On October 26, 1994, Israeli Prime Minister Yitzhak Rabin and King Hussein of Jordan signed the second peace treaty between the Jewish State and an Arab country. The event took place at the Wadi Arava Border Crossing between the southern Israeli city of Eilat and Aqaba, Jordan.
Egyptian President Anwar Assad signed an historic peace treaty in Washington on March 26, 1979, with then Israeli Prime Minister Menachem Begin.
The Jordanian-Israeli agreement was preceded three months earlier, on July 15, by the Washington Declaration that was signed at the White House Hussein and Rabin. According to the Declaration, both countries had committed to achieving a “just, lasting and comprehensive peace” between the Arab states and Israel, including the Palestinians.

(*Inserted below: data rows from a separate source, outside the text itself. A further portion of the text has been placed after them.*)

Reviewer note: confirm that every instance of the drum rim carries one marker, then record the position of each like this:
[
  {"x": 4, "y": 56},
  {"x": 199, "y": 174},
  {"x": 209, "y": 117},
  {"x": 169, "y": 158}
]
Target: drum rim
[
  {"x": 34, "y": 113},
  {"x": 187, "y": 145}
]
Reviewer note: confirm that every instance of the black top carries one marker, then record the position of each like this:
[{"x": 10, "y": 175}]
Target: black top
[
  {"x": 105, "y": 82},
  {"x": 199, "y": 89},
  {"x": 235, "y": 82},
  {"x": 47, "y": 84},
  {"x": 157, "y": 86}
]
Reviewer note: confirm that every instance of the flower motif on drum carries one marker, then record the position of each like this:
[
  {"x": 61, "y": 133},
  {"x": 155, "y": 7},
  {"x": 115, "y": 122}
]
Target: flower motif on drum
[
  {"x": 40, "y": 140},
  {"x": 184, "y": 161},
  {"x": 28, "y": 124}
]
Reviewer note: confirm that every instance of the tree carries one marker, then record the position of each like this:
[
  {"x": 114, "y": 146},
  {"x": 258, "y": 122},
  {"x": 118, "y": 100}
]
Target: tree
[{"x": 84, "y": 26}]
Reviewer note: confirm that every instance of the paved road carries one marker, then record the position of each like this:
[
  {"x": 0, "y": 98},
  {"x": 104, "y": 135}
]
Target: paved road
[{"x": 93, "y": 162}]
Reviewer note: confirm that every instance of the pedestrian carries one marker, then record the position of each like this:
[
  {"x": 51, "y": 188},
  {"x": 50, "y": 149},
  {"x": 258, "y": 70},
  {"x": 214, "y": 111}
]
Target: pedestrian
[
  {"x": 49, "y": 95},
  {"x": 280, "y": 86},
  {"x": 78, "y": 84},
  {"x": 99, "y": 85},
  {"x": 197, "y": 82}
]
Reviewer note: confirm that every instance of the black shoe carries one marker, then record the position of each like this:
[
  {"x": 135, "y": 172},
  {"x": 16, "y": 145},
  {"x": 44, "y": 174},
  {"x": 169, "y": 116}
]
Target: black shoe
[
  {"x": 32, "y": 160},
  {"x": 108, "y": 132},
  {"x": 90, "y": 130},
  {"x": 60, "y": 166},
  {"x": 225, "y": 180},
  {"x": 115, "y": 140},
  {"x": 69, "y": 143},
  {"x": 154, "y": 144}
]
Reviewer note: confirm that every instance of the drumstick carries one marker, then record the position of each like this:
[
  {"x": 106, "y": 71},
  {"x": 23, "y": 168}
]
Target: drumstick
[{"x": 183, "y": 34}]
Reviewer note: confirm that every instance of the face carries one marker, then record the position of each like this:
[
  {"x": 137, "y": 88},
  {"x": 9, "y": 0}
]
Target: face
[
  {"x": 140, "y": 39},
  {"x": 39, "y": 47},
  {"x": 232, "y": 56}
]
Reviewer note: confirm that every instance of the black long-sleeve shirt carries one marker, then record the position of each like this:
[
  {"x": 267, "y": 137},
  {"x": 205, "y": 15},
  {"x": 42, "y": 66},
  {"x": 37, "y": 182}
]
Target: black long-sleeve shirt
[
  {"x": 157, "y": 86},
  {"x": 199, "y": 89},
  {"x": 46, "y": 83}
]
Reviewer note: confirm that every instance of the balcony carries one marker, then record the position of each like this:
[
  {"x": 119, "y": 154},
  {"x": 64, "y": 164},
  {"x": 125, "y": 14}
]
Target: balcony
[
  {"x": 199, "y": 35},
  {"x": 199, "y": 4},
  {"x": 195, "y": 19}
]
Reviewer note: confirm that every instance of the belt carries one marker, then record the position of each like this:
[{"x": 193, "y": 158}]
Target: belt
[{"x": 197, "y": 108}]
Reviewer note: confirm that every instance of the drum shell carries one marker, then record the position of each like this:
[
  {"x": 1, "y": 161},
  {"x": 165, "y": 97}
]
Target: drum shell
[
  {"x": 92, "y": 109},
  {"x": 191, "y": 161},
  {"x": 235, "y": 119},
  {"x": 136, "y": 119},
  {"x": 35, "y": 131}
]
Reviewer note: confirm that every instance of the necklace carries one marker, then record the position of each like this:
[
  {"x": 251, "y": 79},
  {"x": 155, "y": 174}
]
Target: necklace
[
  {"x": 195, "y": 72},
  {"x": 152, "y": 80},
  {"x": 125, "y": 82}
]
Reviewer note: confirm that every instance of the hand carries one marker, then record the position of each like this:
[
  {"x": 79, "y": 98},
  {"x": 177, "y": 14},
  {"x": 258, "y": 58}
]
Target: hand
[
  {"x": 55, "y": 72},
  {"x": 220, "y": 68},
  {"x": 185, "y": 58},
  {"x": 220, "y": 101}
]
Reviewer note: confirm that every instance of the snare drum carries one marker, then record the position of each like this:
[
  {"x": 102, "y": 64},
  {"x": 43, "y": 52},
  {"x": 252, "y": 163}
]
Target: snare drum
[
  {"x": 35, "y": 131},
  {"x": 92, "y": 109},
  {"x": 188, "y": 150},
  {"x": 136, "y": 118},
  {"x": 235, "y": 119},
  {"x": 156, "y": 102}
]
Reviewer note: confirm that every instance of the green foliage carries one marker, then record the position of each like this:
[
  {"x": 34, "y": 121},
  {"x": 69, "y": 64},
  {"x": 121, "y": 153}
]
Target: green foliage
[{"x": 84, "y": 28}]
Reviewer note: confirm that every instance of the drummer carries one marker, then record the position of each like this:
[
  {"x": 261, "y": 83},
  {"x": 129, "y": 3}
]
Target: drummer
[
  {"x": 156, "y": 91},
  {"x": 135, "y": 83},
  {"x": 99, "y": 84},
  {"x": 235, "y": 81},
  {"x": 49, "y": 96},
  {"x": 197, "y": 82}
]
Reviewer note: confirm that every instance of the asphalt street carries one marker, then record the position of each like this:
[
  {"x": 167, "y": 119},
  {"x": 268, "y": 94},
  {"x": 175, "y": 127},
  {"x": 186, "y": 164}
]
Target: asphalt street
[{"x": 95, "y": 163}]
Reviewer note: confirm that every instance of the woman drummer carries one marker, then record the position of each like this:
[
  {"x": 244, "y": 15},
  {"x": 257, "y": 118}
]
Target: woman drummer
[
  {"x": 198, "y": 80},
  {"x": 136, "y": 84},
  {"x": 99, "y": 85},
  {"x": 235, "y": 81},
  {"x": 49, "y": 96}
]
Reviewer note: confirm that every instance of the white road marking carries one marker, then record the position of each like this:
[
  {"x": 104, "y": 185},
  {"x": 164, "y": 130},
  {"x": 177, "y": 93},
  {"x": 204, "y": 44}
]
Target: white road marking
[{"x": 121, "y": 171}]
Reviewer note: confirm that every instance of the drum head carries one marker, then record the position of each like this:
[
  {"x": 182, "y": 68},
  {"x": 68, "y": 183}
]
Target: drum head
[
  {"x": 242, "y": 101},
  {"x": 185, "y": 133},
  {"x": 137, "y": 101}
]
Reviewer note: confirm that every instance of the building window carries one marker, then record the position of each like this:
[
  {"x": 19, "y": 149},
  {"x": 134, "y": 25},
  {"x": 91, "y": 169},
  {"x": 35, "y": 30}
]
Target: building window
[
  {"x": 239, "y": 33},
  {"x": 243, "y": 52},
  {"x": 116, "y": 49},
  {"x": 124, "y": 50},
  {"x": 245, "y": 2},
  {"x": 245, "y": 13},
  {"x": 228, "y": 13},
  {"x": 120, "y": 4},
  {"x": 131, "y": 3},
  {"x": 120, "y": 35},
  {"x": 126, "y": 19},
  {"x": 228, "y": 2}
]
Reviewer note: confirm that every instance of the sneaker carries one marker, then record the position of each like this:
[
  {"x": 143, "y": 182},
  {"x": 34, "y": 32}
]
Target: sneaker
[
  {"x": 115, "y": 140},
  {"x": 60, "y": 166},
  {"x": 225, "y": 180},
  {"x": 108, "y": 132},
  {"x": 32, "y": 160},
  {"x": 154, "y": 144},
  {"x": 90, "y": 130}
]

The bilateral peace treaty settled border disputes, established water-sharing protocols and agreed to cooperate in areas of trade, tourism and freedom of access to religious and historical sites.
Recently, largely a result of incitement by the Palestinian Authority, the Al-Aqsa Mosque and the Temple Mount, both under the administration of the Jordanian Waqf (Muslim Trust), have been the epicenter of violence against Israeli civilians and security personnel, particularly regarding non-Muslim visitors to the Mount, Judaism’s holiest site.